Just how effective the use of text messaging is to a campaign will not be known until after November, according to analysts, who said that research, to determine whether those who receive text messages from a particular candidate are more likely to vote for him, is in progress.
Even so, Neil Strother, an analyst who covers mobile marketing and media for Jupiter Research, said that studies into the success of text messages that market consumer goods directly to people's cell phones, show that people respond positively if they are messaged about something that's important to them.
"People do respond to text messages if it's something they care about and is relevant -- and this could go for products and candidates," said Strother.
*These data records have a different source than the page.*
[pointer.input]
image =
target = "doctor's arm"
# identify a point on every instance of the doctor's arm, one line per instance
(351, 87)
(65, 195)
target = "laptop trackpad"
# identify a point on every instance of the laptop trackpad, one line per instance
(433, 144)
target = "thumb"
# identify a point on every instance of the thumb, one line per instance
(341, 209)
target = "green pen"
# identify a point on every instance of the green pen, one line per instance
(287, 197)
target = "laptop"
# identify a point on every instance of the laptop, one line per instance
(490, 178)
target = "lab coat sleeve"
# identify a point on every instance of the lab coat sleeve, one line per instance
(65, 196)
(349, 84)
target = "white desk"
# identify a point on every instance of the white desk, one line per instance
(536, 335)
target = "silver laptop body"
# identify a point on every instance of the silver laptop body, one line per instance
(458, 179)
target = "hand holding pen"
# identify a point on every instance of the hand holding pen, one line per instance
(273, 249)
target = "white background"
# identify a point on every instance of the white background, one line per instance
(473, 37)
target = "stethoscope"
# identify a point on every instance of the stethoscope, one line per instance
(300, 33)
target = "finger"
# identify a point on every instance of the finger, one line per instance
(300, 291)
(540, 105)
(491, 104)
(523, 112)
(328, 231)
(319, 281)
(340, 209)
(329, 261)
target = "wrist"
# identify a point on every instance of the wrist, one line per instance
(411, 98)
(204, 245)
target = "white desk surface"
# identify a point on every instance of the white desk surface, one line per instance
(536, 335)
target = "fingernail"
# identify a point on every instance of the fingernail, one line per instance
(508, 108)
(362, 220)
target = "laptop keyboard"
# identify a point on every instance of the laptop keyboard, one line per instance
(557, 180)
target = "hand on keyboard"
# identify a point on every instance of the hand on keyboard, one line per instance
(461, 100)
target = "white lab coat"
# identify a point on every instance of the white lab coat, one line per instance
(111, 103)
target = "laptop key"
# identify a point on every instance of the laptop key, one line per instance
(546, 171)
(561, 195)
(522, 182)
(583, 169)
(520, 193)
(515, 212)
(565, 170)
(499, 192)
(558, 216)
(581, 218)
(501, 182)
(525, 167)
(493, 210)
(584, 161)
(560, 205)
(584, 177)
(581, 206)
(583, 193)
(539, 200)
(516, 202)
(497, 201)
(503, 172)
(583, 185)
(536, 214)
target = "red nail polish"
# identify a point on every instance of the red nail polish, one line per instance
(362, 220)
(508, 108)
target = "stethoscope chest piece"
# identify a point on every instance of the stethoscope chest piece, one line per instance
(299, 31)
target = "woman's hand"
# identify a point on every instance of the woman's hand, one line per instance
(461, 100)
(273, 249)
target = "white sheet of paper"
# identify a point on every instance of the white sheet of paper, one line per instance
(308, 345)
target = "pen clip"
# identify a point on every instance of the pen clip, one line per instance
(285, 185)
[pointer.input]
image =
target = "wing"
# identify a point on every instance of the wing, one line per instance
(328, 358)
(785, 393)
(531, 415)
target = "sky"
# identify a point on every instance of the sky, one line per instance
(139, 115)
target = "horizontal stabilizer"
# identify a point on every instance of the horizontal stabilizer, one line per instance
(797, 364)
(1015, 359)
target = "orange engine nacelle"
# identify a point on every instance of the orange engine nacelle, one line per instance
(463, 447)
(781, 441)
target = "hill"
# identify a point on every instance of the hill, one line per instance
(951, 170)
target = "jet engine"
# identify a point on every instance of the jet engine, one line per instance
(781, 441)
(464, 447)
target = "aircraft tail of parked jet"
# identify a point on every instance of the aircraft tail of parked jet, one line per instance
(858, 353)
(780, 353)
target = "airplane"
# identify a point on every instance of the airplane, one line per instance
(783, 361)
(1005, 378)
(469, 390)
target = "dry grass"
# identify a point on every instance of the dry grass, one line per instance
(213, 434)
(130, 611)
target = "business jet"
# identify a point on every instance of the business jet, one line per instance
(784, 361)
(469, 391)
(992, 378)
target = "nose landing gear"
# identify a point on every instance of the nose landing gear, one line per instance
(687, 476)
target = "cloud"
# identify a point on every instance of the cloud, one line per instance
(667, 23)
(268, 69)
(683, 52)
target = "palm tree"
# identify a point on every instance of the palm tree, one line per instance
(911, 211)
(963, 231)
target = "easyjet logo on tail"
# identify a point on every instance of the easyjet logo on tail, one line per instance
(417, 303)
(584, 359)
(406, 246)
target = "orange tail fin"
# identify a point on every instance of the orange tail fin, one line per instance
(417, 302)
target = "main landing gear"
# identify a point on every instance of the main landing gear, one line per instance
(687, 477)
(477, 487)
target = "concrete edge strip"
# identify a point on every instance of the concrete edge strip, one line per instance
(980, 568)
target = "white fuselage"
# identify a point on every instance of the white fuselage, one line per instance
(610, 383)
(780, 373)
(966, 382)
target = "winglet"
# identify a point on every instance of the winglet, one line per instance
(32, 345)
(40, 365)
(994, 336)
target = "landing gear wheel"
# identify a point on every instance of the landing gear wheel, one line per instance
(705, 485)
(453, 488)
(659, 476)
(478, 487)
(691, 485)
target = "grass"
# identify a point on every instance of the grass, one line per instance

"But the difference between [a text making someone go out and] buy a Subway sandwich, and eventually voting for a candidate, is big," said Strother. "We'll have to wait and see on the political side how [text messaging] pans out."
Strother, who is still waiting for his text message from the Obama campaign more than three days later, says making sure the technology is up to snuff is important for a campaign eager to identify itself as tech savvy.
"I was disappointed," said Strother of his missing message. "Here was a chance for a campaign to look impressive in the high tech world, and they failed, for whatever reason."
But the opportunities to reach people through future texts -- provided they're done right -- are undeniably huge.
Shapiro said the campaign already has a system in place that allows it to text message people only in a certain area to inform them of an event or issue relevant to their specific location.
"[The campaign] can capitalize from here on out," said Strother. "Texting is a way to rally the troops and stay connected."